Names, contact information, dates of birth, and Social Security numbers were potentially impacted by the breach.

OakBend said it was cooperating with the FBI to investigate the cybercriminals and have since implemented additional security measures.

Louisiana DPS

Louisiana DPS

The Louisiana Department of Public Safety and Corrections has learned about a cybersecurity breach at a third-party health administrator that led to the exposure of health information of about 80,000 inmates over a nine-year period, according to a press release.

The press release states that state and pre-trial inmates who received off-site medical care from the time frame of Jan. 1, 2013 to July 7, 2022 may have had their personal health information exposed.

This resulted from two file directories from third-party administrator CorrectCare being breached, which was initially discovered on July 6, 2022. The Department’s electronic health record was not affected.

As CorectCare only processes claims from inmates who received off-site medical care, onsite inmates did not have any of their health information exposed.

“The Department of Public Safety & Corrections takes the privacy and security of those under its care very seriously and understands that protecting their information is essential,” the press release said. “The Department will continue to work with CorrectCare and other partners to safeguard against future exposure of Public Health Information.”

Dropbox

Dropbox disclosed a security breach after threat actors stole 130 code repositories after gaining access to one of its GitHub accounts using employee credentials stolen in a phishing attack.

The company discovered the attackers breached the account on October 14 when GitHub notified it of suspicious activity that started one day before the alert was sent.

“To date, our investigation has found that the code accessed by this threat actor contained some credentials—primarily, API keys—used by Dropbox developers,” Dropbox revealed on Tuesday.

“The code and the data around it also included a few thousand names and email addresses belonging to Dropbox employees, current and past customers, sales leads, and vendors (for context, Dropbox has more than 700 million registered users).”

Vodafone Italy

Vodafone Italy

Vodafone Italia is sending customers notices of a data breach, informing that one of its commercial partners, FourB S.p.A., who operates as a reseller of the telecommunications services in the country, has suffered a cyberattack.
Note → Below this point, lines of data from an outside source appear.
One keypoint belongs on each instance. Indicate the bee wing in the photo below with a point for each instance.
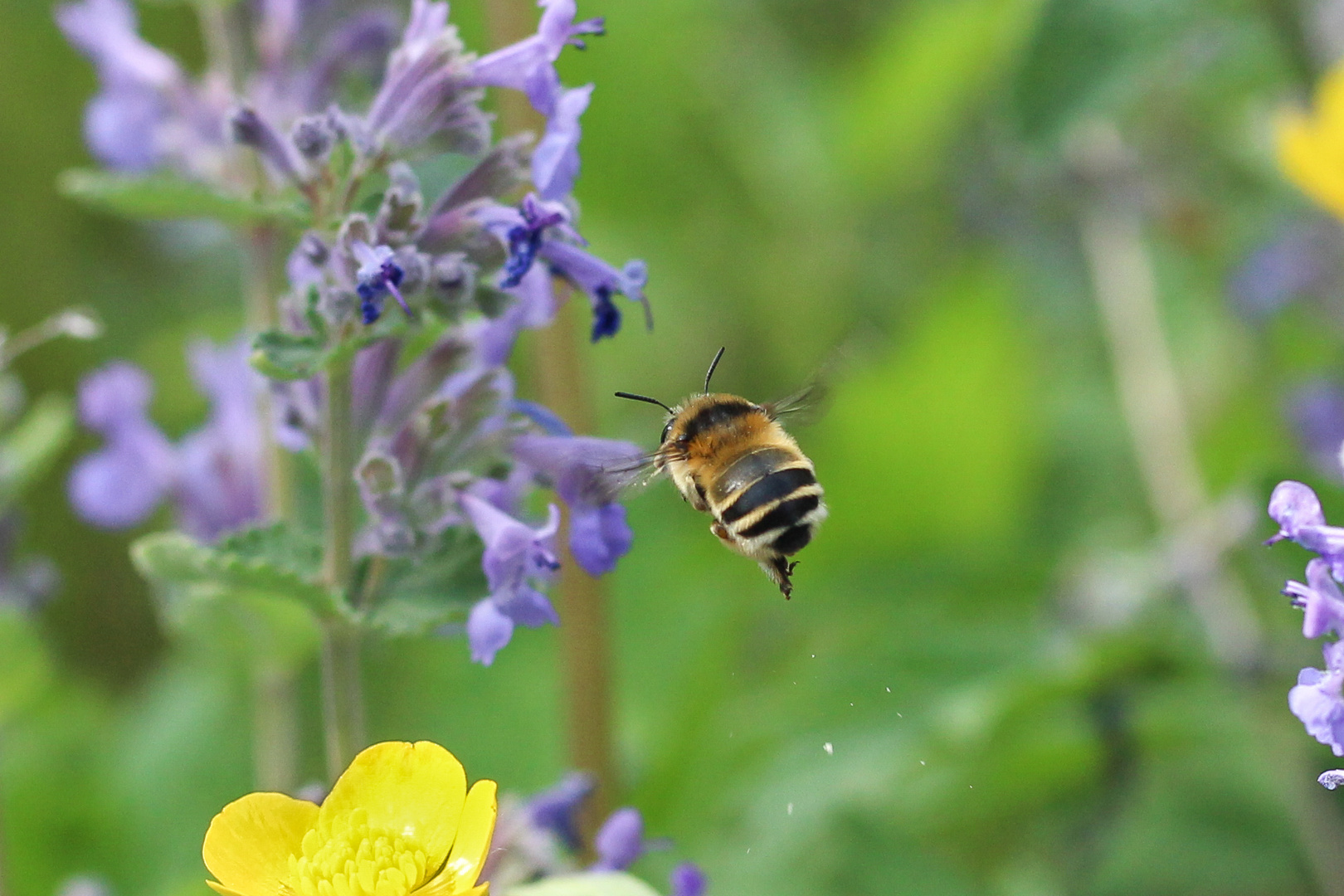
(613, 480)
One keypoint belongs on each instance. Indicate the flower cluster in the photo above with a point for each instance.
(1316, 699)
(440, 442)
(214, 476)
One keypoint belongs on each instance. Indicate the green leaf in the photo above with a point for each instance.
(290, 356)
(28, 449)
(23, 663)
(264, 562)
(168, 197)
(590, 884)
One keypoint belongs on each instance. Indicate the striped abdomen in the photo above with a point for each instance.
(769, 501)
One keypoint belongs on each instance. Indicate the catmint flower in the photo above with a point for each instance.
(1316, 412)
(528, 65)
(1316, 699)
(689, 880)
(557, 809)
(578, 469)
(123, 483)
(620, 841)
(555, 162)
(280, 155)
(516, 557)
(1320, 599)
(426, 90)
(378, 273)
(1298, 511)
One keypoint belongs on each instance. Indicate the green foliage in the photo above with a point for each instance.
(30, 446)
(163, 197)
(609, 884)
(270, 562)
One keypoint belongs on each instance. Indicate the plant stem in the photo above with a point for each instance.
(275, 691)
(563, 388)
(585, 648)
(343, 709)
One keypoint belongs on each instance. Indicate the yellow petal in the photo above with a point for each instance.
(249, 844)
(411, 790)
(472, 845)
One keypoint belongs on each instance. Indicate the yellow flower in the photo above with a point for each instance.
(398, 821)
(1311, 147)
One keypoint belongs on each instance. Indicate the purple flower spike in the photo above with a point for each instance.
(578, 466)
(1316, 699)
(600, 281)
(524, 240)
(528, 66)
(1293, 505)
(121, 484)
(378, 273)
(516, 557)
(689, 880)
(1320, 598)
(555, 162)
(620, 841)
(557, 809)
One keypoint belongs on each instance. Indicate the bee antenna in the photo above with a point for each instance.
(713, 364)
(645, 398)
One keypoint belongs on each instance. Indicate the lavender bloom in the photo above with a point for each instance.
(689, 880)
(620, 841)
(1298, 511)
(214, 476)
(555, 162)
(515, 558)
(123, 483)
(577, 466)
(557, 809)
(378, 273)
(1316, 699)
(426, 89)
(123, 119)
(528, 66)
(1320, 599)
(219, 480)
(1316, 412)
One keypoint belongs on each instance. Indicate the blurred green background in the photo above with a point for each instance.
(986, 681)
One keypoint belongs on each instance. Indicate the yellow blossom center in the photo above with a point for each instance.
(359, 860)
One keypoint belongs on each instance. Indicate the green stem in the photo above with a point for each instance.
(343, 707)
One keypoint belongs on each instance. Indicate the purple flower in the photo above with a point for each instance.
(123, 483)
(425, 90)
(528, 65)
(1316, 699)
(557, 809)
(689, 880)
(620, 841)
(214, 475)
(555, 162)
(578, 469)
(219, 481)
(1298, 511)
(378, 273)
(516, 557)
(1320, 599)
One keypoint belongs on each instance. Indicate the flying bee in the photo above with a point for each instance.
(730, 458)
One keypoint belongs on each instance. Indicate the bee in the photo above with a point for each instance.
(730, 458)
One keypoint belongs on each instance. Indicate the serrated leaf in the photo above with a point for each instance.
(258, 562)
(164, 197)
(589, 884)
(28, 449)
(290, 356)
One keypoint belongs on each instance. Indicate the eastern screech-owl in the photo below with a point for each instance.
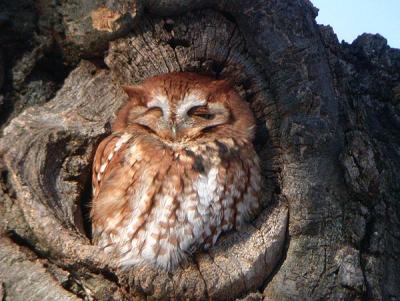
(178, 169)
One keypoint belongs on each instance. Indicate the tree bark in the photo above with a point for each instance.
(328, 135)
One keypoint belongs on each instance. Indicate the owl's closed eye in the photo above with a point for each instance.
(178, 169)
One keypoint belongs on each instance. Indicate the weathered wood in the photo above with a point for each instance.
(49, 166)
(327, 133)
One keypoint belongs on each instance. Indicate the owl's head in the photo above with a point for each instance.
(181, 107)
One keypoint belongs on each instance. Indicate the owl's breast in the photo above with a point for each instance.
(165, 203)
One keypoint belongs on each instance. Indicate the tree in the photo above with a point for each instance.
(328, 126)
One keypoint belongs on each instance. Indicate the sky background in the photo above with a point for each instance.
(351, 18)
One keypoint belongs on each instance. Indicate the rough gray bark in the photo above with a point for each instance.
(328, 123)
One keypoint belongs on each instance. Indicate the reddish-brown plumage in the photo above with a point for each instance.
(178, 169)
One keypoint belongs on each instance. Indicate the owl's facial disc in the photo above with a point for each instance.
(185, 118)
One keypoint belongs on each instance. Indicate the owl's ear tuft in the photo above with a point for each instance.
(133, 91)
(222, 84)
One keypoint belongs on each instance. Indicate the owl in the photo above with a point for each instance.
(177, 170)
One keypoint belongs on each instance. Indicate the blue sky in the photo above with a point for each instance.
(351, 18)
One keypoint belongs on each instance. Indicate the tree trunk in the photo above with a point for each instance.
(328, 135)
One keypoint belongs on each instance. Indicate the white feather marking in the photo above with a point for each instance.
(103, 167)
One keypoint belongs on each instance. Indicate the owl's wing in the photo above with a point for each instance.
(109, 152)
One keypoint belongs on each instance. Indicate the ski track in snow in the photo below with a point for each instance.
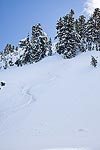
(27, 98)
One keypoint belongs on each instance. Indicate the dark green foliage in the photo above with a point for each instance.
(50, 47)
(93, 61)
(68, 39)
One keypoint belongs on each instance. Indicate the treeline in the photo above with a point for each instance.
(73, 36)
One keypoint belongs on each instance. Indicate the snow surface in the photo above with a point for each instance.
(51, 105)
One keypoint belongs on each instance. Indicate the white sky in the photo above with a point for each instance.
(90, 5)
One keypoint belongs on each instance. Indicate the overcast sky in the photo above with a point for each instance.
(18, 16)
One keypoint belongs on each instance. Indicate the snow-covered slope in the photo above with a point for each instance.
(54, 103)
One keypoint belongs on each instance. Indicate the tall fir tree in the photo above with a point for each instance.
(80, 27)
(68, 39)
(39, 42)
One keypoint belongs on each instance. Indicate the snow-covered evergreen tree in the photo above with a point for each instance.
(93, 61)
(50, 47)
(39, 43)
(80, 27)
(68, 39)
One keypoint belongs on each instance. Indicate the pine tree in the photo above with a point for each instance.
(93, 61)
(39, 42)
(80, 27)
(50, 47)
(67, 36)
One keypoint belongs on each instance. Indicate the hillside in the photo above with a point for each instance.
(54, 103)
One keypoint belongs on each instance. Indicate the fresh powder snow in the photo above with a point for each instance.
(51, 105)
According to the notice, the cyberattack took place in the first week of September and resulted in the compromise of sensitive subscriber details.

The exposed information includes subscription details, identity documents with sensitive data, and contact details.

The notice clarifies that no account passwords or network traffic data have been compromised as a result of this incident.

Shas party

Shas party

A security breach in a Shas party database left all details of the 6.5 million citizens on Israel’s voter registry exposed to hackers, with personal information such as phone numbers and family connections available online, in yet another in a string of massive leaks that have plagued recent Israeli elections.

The security breach, easily exploitable by anyone with a web browser and relatively simple technical skills, enabled access to even more information than has been exposed in the past, The Marker business daily reported Sunday.

The state-run Privacy Protection Authority admitted that it had known about the breach for a while before it was reported in the media, and said the hole had been plugged.

Multi-Color Corporation

Multi-Color Corporation

The MCC files and records that were compromised by this cybersecurity incident included sensitive “HR data,” such as personnel files and information on enrollment in our benefits programs. However, based on the measures that we have implemented and the actions we have taken, there is no indication that any personal information subject to this cybersecurity incident has been misused or will be misused in the future.